I want to show you these two functions from dplyr because in some cases you may find that it is easier to modify your data before you use ggplot2 to visualise it.

3.3.1.10 Example: Putting `dplyr` and `ggplot2` together

In this example, we will be modifying the msleep tibble and then passing it into ggplot for plotting with a geom called geom_pointrange.

# Create a new data frame from the msleep data
# We will assign it to a new object called 'summary_data'
summary_data <- msleep %>%
  group_by(vore) %>%
  summarise(
    mean_sleep = mean(sleep_total),
    min_sleep = min(sleep_total),
    max_sleep = max(sleep_total)
  )

Now we can use the new data frame we created as the basis for our visualisation.

# Now we can PIPE the 'summary_data' into ggplot
summary_data %>%
  ggplot(
    aes(
      x = vore,
      y = mean_sleep,
      ymin = min_sleep,
      ymax = max_sleep
    )
  ) +    # but REMEMBER to use the '+' to add ggplot functions!
  geom_pointrange()

3.3.2 Laura’s Boxplot

During the session, Laura asked a question about whether it is possible to create a boxplot similar to the plot above, without modifying the msleep data using dplyr first.

Yes it is. Here is the code to do that:

msleep %>% 
  ggplot() +
  geom_boxplot(
    aes(
      x = vore,
      y = sleep_total
    )
  )

The reason that we can do this is because the default for the stat argument in geom_boxplot is “boxplot.” The default stat for geom_pointrange is “identity” (which means to plot the values as they are provided - no modification).

What this means is that stat in geom_boxplot does the work we did using dplyr in our plot using geom_pointrange.
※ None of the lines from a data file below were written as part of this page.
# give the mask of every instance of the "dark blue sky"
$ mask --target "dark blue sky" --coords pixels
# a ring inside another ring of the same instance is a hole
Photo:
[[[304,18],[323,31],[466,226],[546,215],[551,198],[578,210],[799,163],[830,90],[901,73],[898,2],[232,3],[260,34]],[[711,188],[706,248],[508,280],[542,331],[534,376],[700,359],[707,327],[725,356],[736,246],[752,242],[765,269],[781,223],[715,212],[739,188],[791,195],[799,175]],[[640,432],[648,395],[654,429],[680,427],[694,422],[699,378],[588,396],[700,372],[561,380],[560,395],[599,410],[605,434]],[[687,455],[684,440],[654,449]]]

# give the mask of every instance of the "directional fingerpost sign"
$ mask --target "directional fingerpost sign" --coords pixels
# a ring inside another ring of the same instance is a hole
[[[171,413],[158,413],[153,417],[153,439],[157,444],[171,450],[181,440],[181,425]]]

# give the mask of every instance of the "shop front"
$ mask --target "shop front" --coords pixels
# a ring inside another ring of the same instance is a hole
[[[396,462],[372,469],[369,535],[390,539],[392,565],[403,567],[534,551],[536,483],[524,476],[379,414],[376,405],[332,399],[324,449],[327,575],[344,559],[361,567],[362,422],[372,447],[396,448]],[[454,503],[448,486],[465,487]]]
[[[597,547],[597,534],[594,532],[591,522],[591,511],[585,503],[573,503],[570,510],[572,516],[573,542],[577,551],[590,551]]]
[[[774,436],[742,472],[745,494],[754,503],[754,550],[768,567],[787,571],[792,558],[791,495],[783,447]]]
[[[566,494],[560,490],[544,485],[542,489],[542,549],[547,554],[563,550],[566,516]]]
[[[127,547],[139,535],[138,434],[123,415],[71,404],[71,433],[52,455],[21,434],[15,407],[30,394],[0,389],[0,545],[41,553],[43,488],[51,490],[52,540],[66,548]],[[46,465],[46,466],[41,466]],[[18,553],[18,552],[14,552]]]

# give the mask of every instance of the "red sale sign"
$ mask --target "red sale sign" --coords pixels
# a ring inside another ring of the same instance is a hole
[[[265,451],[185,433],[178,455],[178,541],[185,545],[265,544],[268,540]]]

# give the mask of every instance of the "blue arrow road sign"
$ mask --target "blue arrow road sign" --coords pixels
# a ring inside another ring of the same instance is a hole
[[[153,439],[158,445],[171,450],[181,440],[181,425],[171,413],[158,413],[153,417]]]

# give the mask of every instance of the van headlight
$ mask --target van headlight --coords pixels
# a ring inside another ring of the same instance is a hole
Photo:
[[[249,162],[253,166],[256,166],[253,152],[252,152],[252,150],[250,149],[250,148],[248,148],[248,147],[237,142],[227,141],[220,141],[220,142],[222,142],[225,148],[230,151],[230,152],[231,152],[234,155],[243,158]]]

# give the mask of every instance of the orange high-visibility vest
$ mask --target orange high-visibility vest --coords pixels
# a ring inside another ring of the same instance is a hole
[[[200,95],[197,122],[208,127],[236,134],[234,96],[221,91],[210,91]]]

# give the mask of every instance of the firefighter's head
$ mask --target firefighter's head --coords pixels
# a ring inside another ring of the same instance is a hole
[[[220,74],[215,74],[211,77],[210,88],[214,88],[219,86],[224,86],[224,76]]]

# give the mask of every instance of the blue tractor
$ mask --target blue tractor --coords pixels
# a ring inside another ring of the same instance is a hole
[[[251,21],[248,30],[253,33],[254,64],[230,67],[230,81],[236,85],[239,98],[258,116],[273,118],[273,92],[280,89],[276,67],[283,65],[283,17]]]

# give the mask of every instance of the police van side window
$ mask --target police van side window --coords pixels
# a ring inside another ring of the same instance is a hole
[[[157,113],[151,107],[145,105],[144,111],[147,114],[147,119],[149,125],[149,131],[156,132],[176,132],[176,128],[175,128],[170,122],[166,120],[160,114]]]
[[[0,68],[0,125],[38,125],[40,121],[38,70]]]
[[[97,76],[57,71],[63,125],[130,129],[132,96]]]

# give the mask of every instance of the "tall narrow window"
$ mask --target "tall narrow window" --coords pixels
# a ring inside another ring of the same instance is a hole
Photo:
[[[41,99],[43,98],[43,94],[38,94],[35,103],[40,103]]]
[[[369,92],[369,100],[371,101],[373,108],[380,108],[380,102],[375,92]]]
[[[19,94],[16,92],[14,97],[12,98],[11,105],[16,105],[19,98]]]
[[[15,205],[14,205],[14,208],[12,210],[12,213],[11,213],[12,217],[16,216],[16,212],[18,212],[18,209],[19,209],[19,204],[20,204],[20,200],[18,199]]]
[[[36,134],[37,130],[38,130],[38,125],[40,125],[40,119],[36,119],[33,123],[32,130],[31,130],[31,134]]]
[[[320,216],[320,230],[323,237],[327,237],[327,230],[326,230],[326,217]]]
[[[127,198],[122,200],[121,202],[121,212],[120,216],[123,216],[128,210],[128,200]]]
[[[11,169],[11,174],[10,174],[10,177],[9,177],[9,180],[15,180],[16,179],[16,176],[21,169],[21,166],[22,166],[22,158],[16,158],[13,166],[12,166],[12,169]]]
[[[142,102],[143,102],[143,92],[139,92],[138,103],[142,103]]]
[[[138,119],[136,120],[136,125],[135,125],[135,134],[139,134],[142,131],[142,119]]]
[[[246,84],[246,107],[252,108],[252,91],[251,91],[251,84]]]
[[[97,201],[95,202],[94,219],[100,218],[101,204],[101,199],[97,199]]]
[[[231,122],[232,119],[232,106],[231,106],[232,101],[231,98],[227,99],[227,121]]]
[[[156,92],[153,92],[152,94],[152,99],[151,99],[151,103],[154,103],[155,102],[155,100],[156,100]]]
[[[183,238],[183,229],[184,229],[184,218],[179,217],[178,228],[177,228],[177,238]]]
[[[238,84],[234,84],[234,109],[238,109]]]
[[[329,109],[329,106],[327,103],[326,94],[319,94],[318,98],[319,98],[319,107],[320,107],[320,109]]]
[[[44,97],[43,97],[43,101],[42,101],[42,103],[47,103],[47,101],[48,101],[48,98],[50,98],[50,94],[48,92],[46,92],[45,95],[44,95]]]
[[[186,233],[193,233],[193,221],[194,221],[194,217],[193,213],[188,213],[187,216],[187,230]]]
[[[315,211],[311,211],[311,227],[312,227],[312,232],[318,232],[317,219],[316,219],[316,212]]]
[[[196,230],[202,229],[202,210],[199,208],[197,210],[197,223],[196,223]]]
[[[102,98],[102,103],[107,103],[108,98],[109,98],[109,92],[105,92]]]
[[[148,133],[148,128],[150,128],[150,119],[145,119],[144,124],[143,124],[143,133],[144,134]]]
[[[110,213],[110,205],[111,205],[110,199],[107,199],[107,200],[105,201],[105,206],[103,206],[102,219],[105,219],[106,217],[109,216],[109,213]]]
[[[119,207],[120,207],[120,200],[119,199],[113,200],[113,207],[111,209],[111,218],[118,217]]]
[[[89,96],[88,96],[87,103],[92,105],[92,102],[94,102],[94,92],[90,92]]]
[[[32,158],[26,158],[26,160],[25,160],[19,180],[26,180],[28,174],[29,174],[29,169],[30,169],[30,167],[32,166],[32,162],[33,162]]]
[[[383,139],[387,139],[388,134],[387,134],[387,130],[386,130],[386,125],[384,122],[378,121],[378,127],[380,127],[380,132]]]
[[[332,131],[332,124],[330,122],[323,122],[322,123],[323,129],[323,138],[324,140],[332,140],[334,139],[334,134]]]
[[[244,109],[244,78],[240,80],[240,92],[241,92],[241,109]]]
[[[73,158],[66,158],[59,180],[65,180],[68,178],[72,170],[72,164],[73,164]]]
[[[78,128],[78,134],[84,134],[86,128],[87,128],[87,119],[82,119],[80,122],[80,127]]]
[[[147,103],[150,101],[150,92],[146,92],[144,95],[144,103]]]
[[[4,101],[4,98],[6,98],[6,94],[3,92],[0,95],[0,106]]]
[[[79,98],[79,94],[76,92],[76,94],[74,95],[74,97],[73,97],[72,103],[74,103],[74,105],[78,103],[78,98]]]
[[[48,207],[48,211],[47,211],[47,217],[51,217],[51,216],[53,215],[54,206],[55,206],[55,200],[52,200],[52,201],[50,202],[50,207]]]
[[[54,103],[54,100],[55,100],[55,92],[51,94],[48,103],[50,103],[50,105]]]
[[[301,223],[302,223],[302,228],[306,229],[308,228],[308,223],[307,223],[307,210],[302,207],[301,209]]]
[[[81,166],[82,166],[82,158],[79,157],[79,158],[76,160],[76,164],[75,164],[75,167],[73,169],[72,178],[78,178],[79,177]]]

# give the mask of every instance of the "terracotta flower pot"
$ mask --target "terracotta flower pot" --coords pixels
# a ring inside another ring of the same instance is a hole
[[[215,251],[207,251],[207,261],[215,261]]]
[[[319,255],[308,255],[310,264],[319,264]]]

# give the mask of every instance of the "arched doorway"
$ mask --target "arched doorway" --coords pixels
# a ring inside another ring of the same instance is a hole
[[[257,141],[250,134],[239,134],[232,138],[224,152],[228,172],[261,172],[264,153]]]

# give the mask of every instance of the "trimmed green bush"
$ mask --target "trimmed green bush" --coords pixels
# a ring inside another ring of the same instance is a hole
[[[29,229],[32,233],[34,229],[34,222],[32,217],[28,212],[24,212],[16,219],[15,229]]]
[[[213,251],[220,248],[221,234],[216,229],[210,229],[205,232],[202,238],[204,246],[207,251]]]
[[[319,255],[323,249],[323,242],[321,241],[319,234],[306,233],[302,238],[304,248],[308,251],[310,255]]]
As with all things Tidyverse, there are many ways to get the job done.

3.4 Exercises

Use a dplyr function to produce a data frame of just the name, vore, brainwt and bodywt variables. (Bonus points if you use the %>% operator!)
Use the mutate function to calculate the percentage of each day that each species is awake. (Assign your calculation to a variable called awake_perc).
Rename the name variable to common_name.
Which species has the highest total number of hours sleep in our data set? (Hint: You can reorder the data appropriately to find the answer.)
Using ggplot2 create a scatter plot of bodywt vs sleep_total, and colour the points according to diet.
Try to create a visualisation of any part of the msleep data that you are interested in. Use the skills and code snippets from the last two sessions to do so.